Metadata-Version: 2.4
Name: cci-tag-scanner
Version: 2.6.2
Summary: This package provides a command line tool moles_esgf_tag to generate dataset tags for both MOLES and ESGF.
License: BSD 3
License-File: LICENSE
Author: Daniel Westwood
Author-email: daniel.westwood@stfc.ac.uk
Requires-Python: >=3.9,<4
Classifier: Intended Audience :: Developers
Classifier: License :: OSI Approved :: BSD License
Classifier: Operating System :: OS Independent
Classifier: Programming Language :: Python
Classifier: Programming Language :: Python :: 3
Classifier: Programming Language :: Python :: 3.9
Requires-Dist: ceda-directory-tree (>=1.2.0)
Requires-Dist: elasticsearch (>=8,<9)
Requires-Dist: jinja2 (>=3,<4)
Requires-Dist: netcdf4 (>=1.7.2,<2.0.0)
Requires-Dist: numpy (>=1.25,<2.0)
Requires-Dist: requests (>=2.32.3,<3.0.0)
Requires-Dist: six (>=1.16.0,<2.0.0)
Requires-Dist: tqdm (>=4.45.0,<5)
Requires-Dist: verboselogs (>=1.7)
Description-Content-Type: text/markdown

# CCI Tagger

![Static Badge](https://img.shields.io/badge/cci%20tagger%20workflow-8AD6F6)
![Current Git Release](https://img.shields.io/github/v/release/cedadev/cci-tag-scanner)
[![PyPI version](https://badge.fury.io/py/cci-tag-scanner.svg)](https://pypi.python.org/pypi/cci-tag-scanner/)

## CEDA Dependencies

![Static Badge](https://img.shields.io/badge/elasticsearch%20v8-3BBEB1)

## Overview

This package provides a command line tool moles_esgf_tag to generate dataset
tags for both MOLES and ESGF.

## Installation

Create a Python virtual environment:
**Must be Python 3**

```bash
python -m venv venv
source venv/bin/activate
```

Install the latest version of the library

```bash
git clone https://github.com/cedadev/cci-tag-scanner
cd cci-tag-scanner
pip install -e .
```

NOTE: As of 22nd Jan 2025 the `cci-tag-scanner` repository has been upgraded for use with Poetry version 2. This requires the use of an additional `requirements_fix.txt` patch while a solution for poetry dependencies in github is worked on.
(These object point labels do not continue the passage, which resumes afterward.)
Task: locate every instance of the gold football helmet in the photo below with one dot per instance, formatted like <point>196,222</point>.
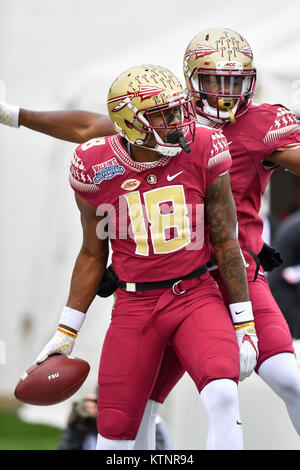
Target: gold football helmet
<point>219,72</point>
<point>137,96</point>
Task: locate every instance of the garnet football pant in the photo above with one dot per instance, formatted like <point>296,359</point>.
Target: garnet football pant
<point>196,324</point>
<point>271,328</point>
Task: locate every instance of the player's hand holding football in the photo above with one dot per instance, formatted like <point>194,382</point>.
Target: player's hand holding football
<point>63,340</point>
<point>9,114</point>
<point>243,322</point>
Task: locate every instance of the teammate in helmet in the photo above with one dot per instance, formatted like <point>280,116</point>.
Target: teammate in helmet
<point>260,138</point>
<point>219,73</point>
<point>164,289</point>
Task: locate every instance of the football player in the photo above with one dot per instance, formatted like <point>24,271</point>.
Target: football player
<point>165,187</point>
<point>219,72</point>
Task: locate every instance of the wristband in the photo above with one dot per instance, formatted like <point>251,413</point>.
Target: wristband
<point>241,312</point>
<point>72,318</point>
<point>9,114</point>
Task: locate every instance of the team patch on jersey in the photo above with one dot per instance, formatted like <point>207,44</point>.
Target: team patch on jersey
<point>107,170</point>
<point>130,185</point>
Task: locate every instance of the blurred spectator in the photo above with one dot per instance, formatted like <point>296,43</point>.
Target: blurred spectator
<point>81,431</point>
<point>285,280</point>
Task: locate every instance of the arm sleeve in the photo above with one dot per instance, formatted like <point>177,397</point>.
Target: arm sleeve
<point>284,131</point>
<point>219,158</point>
<point>80,179</point>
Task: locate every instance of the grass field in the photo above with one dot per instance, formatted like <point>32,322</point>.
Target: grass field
<point>18,435</point>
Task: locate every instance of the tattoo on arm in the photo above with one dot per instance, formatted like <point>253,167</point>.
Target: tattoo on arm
<point>221,216</point>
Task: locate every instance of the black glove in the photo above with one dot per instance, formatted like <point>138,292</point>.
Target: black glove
<point>269,257</point>
<point>109,283</point>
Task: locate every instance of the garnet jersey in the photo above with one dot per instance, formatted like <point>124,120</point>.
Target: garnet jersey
<point>156,211</point>
<point>255,135</point>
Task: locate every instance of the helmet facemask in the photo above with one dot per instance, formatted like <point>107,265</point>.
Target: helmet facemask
<point>221,93</point>
<point>150,109</point>
<point>219,73</point>
<point>177,117</point>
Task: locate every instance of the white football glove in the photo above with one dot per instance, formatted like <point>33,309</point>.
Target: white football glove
<point>247,341</point>
<point>63,340</point>
<point>61,343</point>
<point>243,322</point>
<point>9,114</point>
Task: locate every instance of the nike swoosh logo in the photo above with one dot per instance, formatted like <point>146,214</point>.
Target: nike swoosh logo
<point>170,178</point>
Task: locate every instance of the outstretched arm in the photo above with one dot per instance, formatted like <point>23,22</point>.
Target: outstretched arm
<point>74,126</point>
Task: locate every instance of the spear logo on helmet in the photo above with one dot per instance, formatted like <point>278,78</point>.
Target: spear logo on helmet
<point>144,92</point>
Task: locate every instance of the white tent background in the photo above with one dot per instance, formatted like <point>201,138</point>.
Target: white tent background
<point>57,55</point>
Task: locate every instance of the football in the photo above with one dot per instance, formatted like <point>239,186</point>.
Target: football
<point>52,381</point>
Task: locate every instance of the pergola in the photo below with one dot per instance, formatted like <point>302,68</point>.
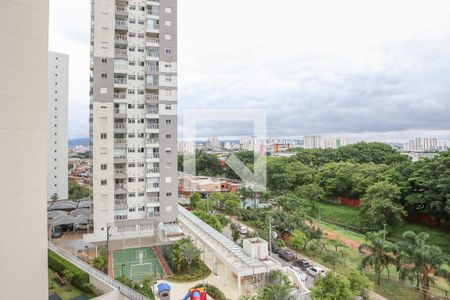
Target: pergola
<point>231,255</point>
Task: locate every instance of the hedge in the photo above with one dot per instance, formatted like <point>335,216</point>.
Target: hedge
<point>59,264</point>
<point>212,290</point>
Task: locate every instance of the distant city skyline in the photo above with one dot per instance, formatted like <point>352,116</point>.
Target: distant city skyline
<point>387,74</point>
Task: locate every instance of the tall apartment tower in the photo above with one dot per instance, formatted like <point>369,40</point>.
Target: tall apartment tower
<point>23,150</point>
<point>58,98</point>
<point>133,116</point>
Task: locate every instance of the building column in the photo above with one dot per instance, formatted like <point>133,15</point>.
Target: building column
<point>239,286</point>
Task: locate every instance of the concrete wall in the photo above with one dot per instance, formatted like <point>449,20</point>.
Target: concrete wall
<point>23,150</point>
<point>58,99</point>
The above installation MUST be supplemented with:

```bash
pip install -r requirements_fix.txt
```
This is a temporary fix and will be removed when poetry is patched.

## Command Line Script

This script is to be used to check what the tagger outputs when fed with the JSON files. This can be used to build the JSON files and
check they are producing what you expect. This script also produces a moles_tags files to attach to this dataset.

### Usage

```
moles_esgf_tag [-h] (-d DATASET | -f FILE | -j JSON_FILE) [--file_count FILE_COUNT] [-v]
```

You can tag an individual dataset, or tag all the datasets listed in a file. By default a check sum will be produces for each file.

Arguments:

    -h, --help            show help message and exit

    -d DATASET, --dataset DATASET
                          the full path to the dataset that is to be tagged. This option is used to tag a single
                          dataset.

    -f FILE, --file FILE  the name of the file containing a list of datasets to process. This option is used for
                          tagging one or more datasets.

    -j, --json_file       Use the JSON file to provide a list of datasets and also provide the mappings
                          which are used by the tagging code. Useful to test datsets and specific mapping files.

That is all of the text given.